How Slack is taking a 'human approach' to reaching customers
- 28 May, 2018 07:09
Compelling customer experiences require “a constant stream” of customer feedback, Slack’s global vice-president of marketing, Kelly Watkins, says. It's sound advice and not overly complicated, but often, it’s difficult for companies to achieve.
“You have to have access on a constant basis to your customer, and understand what their needs are and what their challenges are - and what they’re trying to achieve,” Watkins tells CMO.
As an example of how and where Slack is able to stay in touch with the customer in real-time, she point to an integration between the collaboration platform and Twitter.
“We pipe all the tweets we receive at our main Twitter handle into our Slack workspace, and that enables anybody on the team to see at a moment’s notice what people are asking us about, where they may be stuck with the product and what ideas they might have,” Watkins explains. “It’s about how we can really help them get the most value out of Slack.”
Today, Slack boasts of more than 8 million daily active users (DAUs) across more than 500,000 organisations. This includes more than 3 million paid users and 65 per cent of companies in the Fortune 100.
Watkins, who initially studied theology in college before eventually finding her way into tech marketing at Slack in 2016, has learned a thing or two about brand strategy and reaching out to customers. She has also worked in non-profit communications and is a self-taught software developer.
Good customer experience first and foremost must focus on creating value. “We’re in a really interesting time as a discipline. We’re in a time as marketers where we’re balancing both an incredible proliferation of tools that are rising up to help us do our job, but also this focus around delivering incredible experiences for people,” Watkins says.
Increasingly, the role of B2B software is to enable people to be as productive as possible.
“This has always been critical to Slack, ever since we first started. We really wanted to make work, not only simple and more pleasant, but to also make people’s working life more productive,” she continues.
As a result, a big part of the marketing strategy revolves around enabling humans and helping them be better focused on the task at hand.
“This is why we have a platform that integrates with all of the tools people use so there’s less context routine a team has to go through in a day. It is also why we make ongoing investments in things like AI and machine learning to really augment the ways teams are working in ways that can further productivity,” Watkins says.
As part of her focus on customer, the company is keen on understanding where the customer is on their journey and making sure it pitches in a way that’s relevant to them at that time.
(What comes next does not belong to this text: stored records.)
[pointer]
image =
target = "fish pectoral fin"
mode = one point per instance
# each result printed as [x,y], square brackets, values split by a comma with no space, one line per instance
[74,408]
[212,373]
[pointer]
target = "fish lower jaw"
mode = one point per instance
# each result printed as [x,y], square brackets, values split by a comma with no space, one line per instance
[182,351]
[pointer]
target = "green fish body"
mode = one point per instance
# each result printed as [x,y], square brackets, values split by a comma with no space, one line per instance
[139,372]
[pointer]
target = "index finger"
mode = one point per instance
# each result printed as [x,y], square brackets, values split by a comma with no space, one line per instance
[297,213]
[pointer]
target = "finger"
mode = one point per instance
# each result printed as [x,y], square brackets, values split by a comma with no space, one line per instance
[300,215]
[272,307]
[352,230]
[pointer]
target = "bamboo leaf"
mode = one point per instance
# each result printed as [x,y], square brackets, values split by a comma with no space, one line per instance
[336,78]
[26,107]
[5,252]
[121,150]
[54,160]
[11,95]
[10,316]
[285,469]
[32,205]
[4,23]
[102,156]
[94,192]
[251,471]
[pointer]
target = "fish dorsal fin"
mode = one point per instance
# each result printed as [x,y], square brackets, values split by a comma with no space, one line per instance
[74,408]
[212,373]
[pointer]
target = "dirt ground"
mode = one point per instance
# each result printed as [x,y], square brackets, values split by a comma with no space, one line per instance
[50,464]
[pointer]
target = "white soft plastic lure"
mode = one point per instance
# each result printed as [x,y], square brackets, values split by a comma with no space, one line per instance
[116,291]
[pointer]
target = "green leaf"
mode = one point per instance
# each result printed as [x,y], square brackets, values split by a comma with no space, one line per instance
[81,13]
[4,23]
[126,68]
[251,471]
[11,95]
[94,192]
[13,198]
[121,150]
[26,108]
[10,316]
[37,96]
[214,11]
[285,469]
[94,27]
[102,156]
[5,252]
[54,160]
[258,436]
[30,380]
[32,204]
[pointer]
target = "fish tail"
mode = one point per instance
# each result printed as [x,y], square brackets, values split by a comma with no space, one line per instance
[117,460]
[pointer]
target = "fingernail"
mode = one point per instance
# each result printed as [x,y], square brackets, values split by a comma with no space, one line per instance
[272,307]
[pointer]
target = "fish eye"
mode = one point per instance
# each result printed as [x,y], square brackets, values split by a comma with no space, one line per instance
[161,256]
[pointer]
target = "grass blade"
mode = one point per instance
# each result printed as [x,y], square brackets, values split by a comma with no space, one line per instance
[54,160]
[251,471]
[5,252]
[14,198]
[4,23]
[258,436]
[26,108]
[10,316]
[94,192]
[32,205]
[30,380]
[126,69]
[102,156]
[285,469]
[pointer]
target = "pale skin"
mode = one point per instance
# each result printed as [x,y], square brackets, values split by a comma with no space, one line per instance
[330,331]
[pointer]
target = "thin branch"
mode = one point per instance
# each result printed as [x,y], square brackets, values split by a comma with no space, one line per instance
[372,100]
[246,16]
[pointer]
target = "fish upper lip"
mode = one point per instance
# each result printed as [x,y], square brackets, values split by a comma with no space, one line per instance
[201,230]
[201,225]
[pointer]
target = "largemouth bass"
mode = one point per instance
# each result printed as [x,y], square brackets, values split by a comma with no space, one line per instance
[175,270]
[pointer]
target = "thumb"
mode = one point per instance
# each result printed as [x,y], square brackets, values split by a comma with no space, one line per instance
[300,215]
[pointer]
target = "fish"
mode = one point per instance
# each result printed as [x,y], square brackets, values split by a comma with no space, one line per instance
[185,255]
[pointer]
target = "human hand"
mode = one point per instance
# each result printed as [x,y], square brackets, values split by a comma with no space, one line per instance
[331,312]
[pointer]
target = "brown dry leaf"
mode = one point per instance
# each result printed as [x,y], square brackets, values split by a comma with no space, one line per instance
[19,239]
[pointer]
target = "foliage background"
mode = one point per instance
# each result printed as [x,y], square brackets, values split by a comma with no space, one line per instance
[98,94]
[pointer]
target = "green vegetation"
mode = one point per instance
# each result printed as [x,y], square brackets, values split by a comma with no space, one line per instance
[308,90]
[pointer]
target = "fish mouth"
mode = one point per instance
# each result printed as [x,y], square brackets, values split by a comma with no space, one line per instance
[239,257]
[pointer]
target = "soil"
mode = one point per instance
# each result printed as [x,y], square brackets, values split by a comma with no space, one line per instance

“This can be everything from thinking about multi-touch attribution modelling in terms of paid advertising and how do we think about the right ad that we might want to show somebody, at the right time,” she says. “It’s all the way down to when a business first starts using Slack, how do we think about the nurturing things that we’re doing, and what helps them make sense of the product and what it does.”
Asked what it’s like to be a global marketing leader for a tech firm, Watkins says the role, ironically, requires a more down-to-earth approach and one that focuses on human needs.
“I worry sometimes that as more and more technology comes into place, as a way through which we execute on the work of marketing, that we run the risk of losing that focus on the people who are on the other side. So I’m continuously trying to remind my team of that,” she says. “We are humans trying to communicate to humans. How do we not forget that?”
In that vein, as a modern marketing organisation today, Slack focuses on two core values. The first is craftsmanship.
“How do we think about marketing as this craft? How do we think about our work in a way that is really oriented around a person who is going to be receiving what we do?” Watkins asks.
The second core value is courtesy. “Because such a focus of Slack the product is on customer experience, it has got to be core to how we do marketing as well. Marketing and product experience have got to be very closely related in my mind.”
This could involve knowing the optimal way in which to communicate with consumers, or knowing how Slack can provide value and insights to a beginner customer.
Watkins says she’s always espoused the benefits of blending the marketing and product teams, a feat not always followed within organisations.
“I came to Slack originally as a product manager because I was trying to spend some time learning how product management worked. I have always had a particular vision for how I wanted my marketing team to work with the product team - a much more closely embedded partnership,” she says. “I think often times that can be a difficult thing to get going inside of a business. Marketing often ends up at the very end of a product development process rather than a partner throughout.”
Eventually, Watkins’ vision became a reality and marketing and product teams were blended in December 2016.
Asked her top priorities this year, she says she’s also on a mission to raise brand awareness, and push the message globally. “We want people to know we exist and we want to have some sense of credibility associated with Slack and I think that we do.”
In January 2017, the company launched Slack Enterprise Grid, a version targeting very large companies. It provides multiple workspaces and a lot of configuration options for optimal usage. Global customers include CapitalOne, IBM and Target.
“From a marketing perspective, we really want to tell those customer stories, and really help people see that Slack is powering the work of the largest companies in the world, all the way down to hotels and dairy farms. There is an opportunity to tell those customer stories and highlight what people are doing with Slack,” Watkins says.
The company is also ramping up its global efforts. Last year, Slack was announced in German, French, Spanish and Japanese.
“We’re staffing up teams in regions around the world to do great, local marketing efforts - and that will be an ongoing focus for us this year too,” Watkins adds.